İnsan vücuduna devamlı eylem halinde bir fırın gözüyle bakılabilir. Aldığımız besin “yakıt” veya “yakacak”tır. Vücut da bunu yakan fırın durumundadır.
Bu işlemle, vücutta her gün için yaklaşık olarak 2500 kalori kullanılır.
Dolayısıyla meydana gelen ısı gerçekten yüksektir. Başka türlü söylemek gerekirse,yaklaşık olarak 200 litre suyu kaynama noktasına getirecek kadar ısıtmağa yeter. Vücuttaki bütün bu ısı ne oluyor acaba,bunu hiç düşündünüz mü? Vücudun bu ısıyı kontrol için bir çaresi olmasaydı,belki de masallardaki alev püsküren ejderhalardan farkımız kalmayacaktı. Oysa vücudumuzdaki ısının (hastalık hallerinde ateşlenme hariç) devamlı olarak yükselmediğini,belirli bir düzeyde kaldığını biliriz.
Terleme, işte bu düzenin sağlanmasındaki uygulamadır.Gerçekte, vücudumuzun ısısı beyindeki bir merkez tarafından kontrol edilir. Bu merkez “ısı merkezi” diye bilinir. Merkez üç kısımdan oluşmuştur :
1 – Kontrol merkezi
2 – Isıtma merkezi
3 – Soğutma merkezi
Şimdi,kanın sıcaklığının belirli bir nedenle düştüğünü varsayalım. Isıtma merkezi hemen harekete geçer ve belirli bazı işlemler uygulanır. Özel yapıdaki guddeler (bezler),yakılması için daha fazla kimyasal maddeler salgılar. Kaslar ve karaciğer daha fazla yakıt harcar ve vücudun iç ısısı yükselir.
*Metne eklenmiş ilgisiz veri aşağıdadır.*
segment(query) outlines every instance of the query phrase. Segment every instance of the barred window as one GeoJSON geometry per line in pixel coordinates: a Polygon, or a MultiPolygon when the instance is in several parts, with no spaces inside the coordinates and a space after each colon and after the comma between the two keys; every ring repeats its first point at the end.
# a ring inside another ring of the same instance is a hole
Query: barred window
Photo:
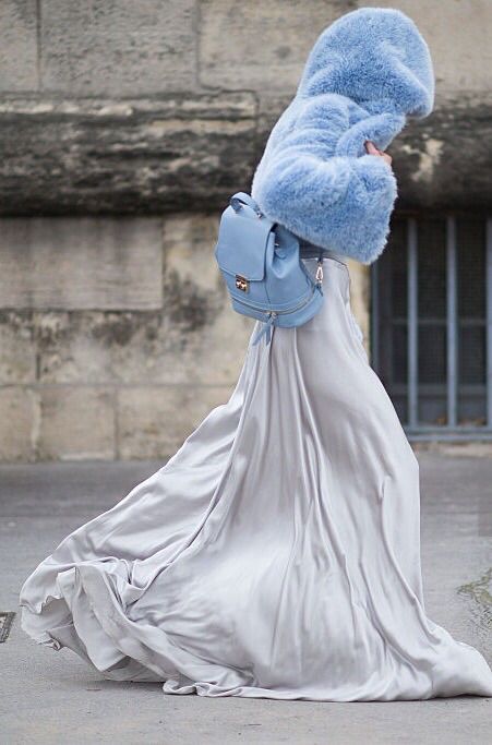
{"type": "Polygon", "coordinates": [[[371,360],[409,436],[489,437],[492,220],[396,217],[371,271],[371,360]]]}

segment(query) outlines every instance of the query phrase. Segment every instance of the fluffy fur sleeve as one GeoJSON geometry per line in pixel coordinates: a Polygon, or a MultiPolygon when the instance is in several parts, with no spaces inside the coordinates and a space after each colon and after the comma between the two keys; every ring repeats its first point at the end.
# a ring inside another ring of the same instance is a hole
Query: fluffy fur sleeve
{"type": "Polygon", "coordinates": [[[281,136],[272,133],[252,196],[267,217],[301,238],[372,263],[385,247],[397,196],[392,167],[379,156],[340,154],[350,123],[337,96],[304,101],[286,129],[283,122],[281,136]]]}

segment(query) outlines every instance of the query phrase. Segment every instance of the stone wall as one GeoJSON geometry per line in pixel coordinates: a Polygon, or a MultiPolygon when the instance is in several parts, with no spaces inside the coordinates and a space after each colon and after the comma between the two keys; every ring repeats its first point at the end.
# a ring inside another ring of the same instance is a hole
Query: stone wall
{"type": "Polygon", "coordinates": [[[252,322],[215,265],[219,212],[359,4],[406,11],[435,62],[435,112],[391,148],[399,208],[485,211],[488,0],[0,3],[0,459],[165,458],[228,398],[252,322]]]}

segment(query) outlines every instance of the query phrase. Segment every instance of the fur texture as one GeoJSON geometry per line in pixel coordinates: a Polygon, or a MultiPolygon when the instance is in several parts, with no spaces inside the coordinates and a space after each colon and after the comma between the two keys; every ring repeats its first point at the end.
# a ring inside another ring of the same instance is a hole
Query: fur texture
{"type": "Polygon", "coordinates": [[[434,74],[415,23],[362,8],[328,26],[274,125],[251,194],[267,217],[363,264],[383,251],[397,196],[385,149],[408,117],[432,111],[434,74]]]}

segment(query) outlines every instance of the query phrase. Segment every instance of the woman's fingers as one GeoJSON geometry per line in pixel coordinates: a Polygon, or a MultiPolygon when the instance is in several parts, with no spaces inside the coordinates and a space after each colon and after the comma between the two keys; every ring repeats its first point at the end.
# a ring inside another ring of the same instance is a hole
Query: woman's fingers
{"type": "Polygon", "coordinates": [[[381,155],[377,147],[370,140],[367,140],[365,142],[365,149],[368,151],[369,155],[381,155]]]}
{"type": "Polygon", "coordinates": [[[387,153],[384,153],[383,151],[379,151],[373,142],[371,142],[370,140],[367,140],[364,145],[365,145],[365,149],[368,151],[369,155],[379,155],[380,158],[383,158],[388,164],[388,166],[392,165],[392,160],[393,160],[392,156],[388,155],[387,153]]]}

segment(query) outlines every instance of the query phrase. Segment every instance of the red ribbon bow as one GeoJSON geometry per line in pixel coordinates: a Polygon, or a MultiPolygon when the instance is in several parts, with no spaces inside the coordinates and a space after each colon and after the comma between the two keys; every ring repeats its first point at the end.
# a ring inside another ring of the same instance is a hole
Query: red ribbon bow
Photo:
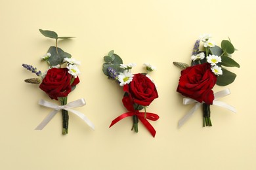
{"type": "Polygon", "coordinates": [[[145,112],[140,112],[138,110],[134,110],[134,111],[130,111],[125,112],[124,114],[122,114],[121,115],[119,116],[113,121],[111,122],[111,124],[110,126],[110,128],[114,125],[115,124],[117,123],[119,121],[122,120],[123,118],[125,118],[126,117],[132,116],[133,115],[137,116],[139,119],[141,121],[141,122],[145,126],[145,127],[148,129],[148,130],[150,132],[150,133],[154,137],[155,137],[156,135],[156,130],[154,129],[153,126],[148,122],[148,121],[146,119],[149,119],[153,121],[156,121],[159,118],[159,116],[156,114],[152,113],[152,112],[146,112],[146,118],[144,118],[144,114],[145,112]]]}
Bir de herhangi bir nedenle vücut ısısının yükseldiğini düşünelim. Bu kez soğutma merkezi harekete geçer. Oksidasyon ve yakıt harcanması işlemleri yavaşlar.Daha önemlisi,derideki bazı kanalcıklar açılır ve fazla ısı dışarıya verilir. Böylece terimiz de buharlaşır.
Bir sıvı buharlaştığı zaman, beraberinde bir miktar ısı alır. Banyodan sonra üşüdüğümüzü, hissederiz .Bunun nedeni, tenimizin sıcaklığıyla temas halinde kalan suyun hızla buharlaşması ve bize bir serinleme,hatta üşüme hissi vermesidir.Kısacası, terleme olayı,vücudun soğutulması işleminin bir bölümüdür. Gene başka bir söyleyişle,terlemek,tıpkı içerden yapılan bir duşla vücudun yıkanmasıdır. Bu yıkama işini gerçekleştiren sıvı, mikroskobik damlacıklar halinde, tenimizin milyonlarca açıklığından dışarı çıkar.